Consider the tale of Dr. Frankenstein, that modern Prometheus who, in his thirst for knowledge, created life only to be haunted by it. His creature, made of brilliance but devoid of belonging, mirrored his maker’s lack of humility. The tragedy of Frankenstein is not in his failure of science, but in his failure of ethics—his blindness to the spiritual consequences of his invention. So too must we heed Winston’s warning. To create a generation that is engineered for intellect without understanding, or strength without compassion, is to risk birthing a civilization that forgets its humanity in its pursuit of perfection.
Winston’s question, then, is not a condemnation of progress but a call to balance. Science, he implies, must walk hand in hand with morality, as the mind must walk with the heart. The next generation, he says, must decide whether to build a world where human greatness is measured by genetic design or by the richness of the soul’s education. The choice will define the very meaning of what it is to be human. For if we forget the value of learning, of curiosity, of the noble struggle toward understanding, we may find ourselves living in a world of engineered minds—but impoverished spirits.
Therefore, O seeker of truth, take this teaching to heart: pursue knowledge, but revere wisdom. Let science be your servant, not your master. Seek to improve humanity not through alteration, but through education, empathy, and enlightenment. The truest enhancement of mankind does not come from changing the code of our flesh, but from elevating the code of our conscience. For genes may shape the vessel, but education shapes the voyager.

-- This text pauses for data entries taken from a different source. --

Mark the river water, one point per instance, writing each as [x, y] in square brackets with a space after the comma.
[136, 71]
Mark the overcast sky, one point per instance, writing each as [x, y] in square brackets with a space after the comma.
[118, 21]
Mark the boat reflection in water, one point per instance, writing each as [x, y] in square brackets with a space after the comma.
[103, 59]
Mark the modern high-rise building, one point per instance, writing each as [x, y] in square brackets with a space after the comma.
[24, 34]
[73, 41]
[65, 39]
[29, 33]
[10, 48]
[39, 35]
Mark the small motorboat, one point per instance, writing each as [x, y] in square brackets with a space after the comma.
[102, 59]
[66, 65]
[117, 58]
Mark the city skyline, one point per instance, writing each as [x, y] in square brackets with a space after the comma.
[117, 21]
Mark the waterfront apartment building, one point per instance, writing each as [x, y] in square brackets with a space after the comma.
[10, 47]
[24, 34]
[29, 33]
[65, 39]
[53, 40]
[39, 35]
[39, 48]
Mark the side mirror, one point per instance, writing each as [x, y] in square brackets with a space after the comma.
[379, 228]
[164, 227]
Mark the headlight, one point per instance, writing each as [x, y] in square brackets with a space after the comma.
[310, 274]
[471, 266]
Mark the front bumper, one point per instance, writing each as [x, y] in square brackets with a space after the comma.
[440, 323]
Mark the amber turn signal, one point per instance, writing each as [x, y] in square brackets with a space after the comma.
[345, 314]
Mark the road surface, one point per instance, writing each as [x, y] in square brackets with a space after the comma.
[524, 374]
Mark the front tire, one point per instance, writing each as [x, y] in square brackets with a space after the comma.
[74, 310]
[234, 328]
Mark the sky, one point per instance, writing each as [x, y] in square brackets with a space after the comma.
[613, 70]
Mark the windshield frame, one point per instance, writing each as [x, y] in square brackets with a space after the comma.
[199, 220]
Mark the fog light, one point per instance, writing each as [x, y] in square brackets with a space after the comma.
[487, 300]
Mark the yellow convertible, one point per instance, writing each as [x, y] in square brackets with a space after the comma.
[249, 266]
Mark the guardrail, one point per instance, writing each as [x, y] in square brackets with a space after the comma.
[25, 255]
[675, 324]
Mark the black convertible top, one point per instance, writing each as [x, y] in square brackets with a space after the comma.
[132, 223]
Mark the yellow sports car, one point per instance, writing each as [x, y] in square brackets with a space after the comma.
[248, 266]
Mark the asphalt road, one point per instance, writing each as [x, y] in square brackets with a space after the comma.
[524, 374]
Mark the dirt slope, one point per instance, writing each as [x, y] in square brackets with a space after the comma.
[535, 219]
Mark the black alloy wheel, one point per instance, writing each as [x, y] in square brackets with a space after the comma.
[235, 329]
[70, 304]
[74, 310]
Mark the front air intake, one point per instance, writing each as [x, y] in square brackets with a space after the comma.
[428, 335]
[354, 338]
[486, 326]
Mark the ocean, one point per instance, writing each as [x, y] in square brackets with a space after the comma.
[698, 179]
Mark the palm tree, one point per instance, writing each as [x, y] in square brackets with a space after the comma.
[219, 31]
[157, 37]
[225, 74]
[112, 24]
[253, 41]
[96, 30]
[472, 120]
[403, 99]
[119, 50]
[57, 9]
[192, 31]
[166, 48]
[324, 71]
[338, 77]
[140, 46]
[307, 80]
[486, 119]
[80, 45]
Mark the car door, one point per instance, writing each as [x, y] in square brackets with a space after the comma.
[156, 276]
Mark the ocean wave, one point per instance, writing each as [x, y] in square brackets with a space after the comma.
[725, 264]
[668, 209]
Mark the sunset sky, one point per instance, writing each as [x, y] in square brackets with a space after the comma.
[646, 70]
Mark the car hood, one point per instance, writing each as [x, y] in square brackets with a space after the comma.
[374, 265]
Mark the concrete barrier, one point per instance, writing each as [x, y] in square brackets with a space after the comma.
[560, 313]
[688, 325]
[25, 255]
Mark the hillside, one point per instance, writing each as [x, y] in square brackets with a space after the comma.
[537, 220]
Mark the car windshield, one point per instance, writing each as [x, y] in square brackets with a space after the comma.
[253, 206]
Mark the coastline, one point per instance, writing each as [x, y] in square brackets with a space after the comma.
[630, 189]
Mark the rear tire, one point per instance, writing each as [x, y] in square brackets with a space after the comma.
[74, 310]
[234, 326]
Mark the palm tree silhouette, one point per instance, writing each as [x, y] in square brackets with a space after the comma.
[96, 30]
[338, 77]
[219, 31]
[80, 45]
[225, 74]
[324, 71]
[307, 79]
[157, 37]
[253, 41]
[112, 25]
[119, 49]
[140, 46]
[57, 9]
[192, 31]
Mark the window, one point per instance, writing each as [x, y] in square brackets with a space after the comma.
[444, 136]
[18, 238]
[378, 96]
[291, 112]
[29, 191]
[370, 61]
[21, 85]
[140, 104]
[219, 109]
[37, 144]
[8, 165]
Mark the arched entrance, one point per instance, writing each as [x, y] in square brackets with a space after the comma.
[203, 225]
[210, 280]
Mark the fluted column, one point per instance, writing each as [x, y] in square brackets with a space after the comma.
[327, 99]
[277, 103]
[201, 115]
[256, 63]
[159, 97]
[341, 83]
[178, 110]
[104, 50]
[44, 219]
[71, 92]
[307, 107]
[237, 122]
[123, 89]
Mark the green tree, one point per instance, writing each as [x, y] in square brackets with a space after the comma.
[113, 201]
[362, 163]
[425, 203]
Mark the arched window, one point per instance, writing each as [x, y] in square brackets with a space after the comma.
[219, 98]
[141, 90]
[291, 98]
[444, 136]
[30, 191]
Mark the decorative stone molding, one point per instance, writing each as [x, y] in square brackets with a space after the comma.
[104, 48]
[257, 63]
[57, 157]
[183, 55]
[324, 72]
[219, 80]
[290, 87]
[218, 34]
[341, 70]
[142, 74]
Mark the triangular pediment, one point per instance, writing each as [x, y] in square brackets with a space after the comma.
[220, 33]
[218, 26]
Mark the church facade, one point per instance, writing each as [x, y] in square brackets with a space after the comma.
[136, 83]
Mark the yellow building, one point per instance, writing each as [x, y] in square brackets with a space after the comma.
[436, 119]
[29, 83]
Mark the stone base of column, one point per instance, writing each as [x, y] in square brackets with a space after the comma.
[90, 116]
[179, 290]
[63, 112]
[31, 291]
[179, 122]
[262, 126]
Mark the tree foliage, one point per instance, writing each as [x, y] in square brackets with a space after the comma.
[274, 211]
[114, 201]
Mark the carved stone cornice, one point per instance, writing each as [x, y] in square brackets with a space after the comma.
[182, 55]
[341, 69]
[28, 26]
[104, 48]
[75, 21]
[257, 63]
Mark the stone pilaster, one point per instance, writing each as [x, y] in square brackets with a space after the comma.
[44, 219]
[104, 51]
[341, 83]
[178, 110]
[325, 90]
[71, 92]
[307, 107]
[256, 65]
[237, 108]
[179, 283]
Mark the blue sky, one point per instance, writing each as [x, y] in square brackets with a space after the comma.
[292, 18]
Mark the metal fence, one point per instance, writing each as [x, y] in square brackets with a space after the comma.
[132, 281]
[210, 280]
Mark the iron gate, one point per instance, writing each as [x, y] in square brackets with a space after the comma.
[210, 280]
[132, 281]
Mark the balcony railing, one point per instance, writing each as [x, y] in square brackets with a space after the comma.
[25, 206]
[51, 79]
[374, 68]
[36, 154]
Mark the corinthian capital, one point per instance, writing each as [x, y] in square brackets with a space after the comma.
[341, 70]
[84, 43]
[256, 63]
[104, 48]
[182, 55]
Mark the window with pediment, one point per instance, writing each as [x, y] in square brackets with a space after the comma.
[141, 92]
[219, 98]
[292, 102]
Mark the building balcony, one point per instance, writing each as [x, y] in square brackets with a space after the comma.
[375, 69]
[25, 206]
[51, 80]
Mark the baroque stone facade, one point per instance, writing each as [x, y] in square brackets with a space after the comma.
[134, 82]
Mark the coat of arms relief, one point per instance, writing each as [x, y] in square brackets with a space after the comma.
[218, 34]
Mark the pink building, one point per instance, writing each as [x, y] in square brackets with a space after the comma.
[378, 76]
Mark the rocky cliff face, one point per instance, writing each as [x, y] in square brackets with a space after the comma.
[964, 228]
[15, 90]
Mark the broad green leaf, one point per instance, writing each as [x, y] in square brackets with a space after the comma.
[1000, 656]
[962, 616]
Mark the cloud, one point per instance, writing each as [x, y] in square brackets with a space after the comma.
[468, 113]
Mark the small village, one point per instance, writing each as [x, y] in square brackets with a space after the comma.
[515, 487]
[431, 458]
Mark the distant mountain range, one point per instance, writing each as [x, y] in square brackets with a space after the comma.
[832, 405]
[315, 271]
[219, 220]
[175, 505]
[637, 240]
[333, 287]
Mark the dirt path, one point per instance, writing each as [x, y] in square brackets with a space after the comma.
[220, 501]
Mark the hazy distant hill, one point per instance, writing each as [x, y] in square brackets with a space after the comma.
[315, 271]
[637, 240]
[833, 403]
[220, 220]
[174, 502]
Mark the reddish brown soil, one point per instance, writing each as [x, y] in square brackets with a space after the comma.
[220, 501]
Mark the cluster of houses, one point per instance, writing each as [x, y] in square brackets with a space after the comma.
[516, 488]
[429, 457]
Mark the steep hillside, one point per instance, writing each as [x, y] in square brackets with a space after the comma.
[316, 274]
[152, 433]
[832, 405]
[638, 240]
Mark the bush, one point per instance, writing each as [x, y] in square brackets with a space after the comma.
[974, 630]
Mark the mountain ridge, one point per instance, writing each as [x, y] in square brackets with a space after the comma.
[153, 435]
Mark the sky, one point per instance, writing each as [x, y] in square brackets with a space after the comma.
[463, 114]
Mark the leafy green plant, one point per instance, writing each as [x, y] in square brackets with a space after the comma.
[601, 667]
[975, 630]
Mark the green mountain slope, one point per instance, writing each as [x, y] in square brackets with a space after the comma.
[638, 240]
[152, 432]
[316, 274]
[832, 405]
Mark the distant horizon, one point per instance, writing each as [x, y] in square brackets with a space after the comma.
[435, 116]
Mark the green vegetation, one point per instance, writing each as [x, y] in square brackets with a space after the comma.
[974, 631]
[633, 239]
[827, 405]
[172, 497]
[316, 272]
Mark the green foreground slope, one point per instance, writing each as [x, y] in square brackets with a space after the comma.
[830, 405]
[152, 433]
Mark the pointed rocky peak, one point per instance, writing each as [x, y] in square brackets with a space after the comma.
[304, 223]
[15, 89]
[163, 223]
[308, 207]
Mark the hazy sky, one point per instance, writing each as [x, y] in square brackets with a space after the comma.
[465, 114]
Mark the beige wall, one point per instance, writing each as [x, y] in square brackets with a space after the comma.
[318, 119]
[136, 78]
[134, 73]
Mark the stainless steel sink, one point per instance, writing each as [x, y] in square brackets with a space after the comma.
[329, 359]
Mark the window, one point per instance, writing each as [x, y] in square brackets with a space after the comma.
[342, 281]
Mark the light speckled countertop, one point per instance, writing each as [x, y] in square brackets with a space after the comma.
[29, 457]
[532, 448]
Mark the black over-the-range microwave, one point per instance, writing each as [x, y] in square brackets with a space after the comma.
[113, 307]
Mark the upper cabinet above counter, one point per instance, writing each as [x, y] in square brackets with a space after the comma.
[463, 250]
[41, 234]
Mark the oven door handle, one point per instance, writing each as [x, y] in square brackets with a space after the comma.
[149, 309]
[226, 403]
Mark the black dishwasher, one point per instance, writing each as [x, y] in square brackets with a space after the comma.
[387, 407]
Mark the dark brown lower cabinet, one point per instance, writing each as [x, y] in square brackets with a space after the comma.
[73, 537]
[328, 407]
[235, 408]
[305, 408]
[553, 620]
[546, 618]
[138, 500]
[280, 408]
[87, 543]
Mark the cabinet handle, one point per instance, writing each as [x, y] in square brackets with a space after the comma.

And so, as Winston reminds us, the question is not whether we can change what we are—but whether we will still know why we should. Let the next generation, and each of us within it, remember: the mind is a gift to be cultivated, not rewritten; the soul, a mystery to be understood, not engineered. Enhance humanity not by redesigning it, but by awakening it. Only then will progress be not a threat, but a triumph worthy of our highest calling.